Today I went for an ultrasound, I have been wanting so badly to SEE the baby again. I've still been going to the doctor every week to hear the heartbeat and I've started to feel some little movements but there's nothing as reassuring as seeing your little baby moving around inside, seeing their hands and legs, watching that heart flicker....ahhhhhh, it was wonderful!
What was really cool was that Brian, all the kids, and my mom got to come too. The kids thought it was really neat seeing their baby brother kicking on the big screen....that's right, I said BROTHER. There were cheers around the room when the ultrasound tech announced "IT'S A BOY!!!!!"
We went shopping afterward and I let them pick out a few things for him.

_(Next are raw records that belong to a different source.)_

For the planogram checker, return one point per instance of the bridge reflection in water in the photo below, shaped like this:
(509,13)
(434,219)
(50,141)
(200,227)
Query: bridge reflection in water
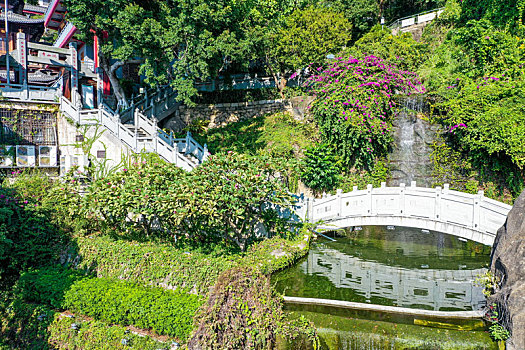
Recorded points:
(380,272)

I love how they are so excited!
It's hard to even explain how relieved I am to see the baby looking so good. This pregnancy has been an emotional and sometimes hard, scary road so far for me and I am not even half way though. But I do feel like the hardest part is behind me.
Making it passed the point of loss in the last pregnancy is a HUGE deal for me, pregnancy after loss is not easy!! It's easy to say "just have faith"and "just trust God" but it's harder to put that into practice ALL the time, especially when the anxiety, worry, and fears can all of a sudden be consuming at times. I don't know if everyone realizes just how traumatic an experience of having a second trimester loss is, I've been pretty open about it, and for the most part I think people can see how awful it was.....But no one else is in my head, they don't see those images I have of delivering a baby that has died, they don't carry with them the moment I was told "I'm sorry, there's no heartbeat"...those memories don't go away and unfortunately it can make the next pregnancy very scary.
Mostly, I have felt God's comfort in this and I certainly feel the prayers surrounding me, but I'd be lying if I said I've had total faith and trusted completely 100% of the time in this pregnancy. I have shed many tears in my fears, but each time I got to that low point I just prayed harder and reminded myself to give it to God, He's got this is what I had to tell myself many many times.
I am so thankful to be sitting here typing this feeling little kicks within from my son, my rainbow baby...this little one is so precious to me. Every one of my babies were wanted, loved from the beginning and celebrated but after all the pain of loss and then the waiting and praying to get pregnant again there is something just so special about this baby...I have a feeling we are all going to spoil this baby just a little bit extra!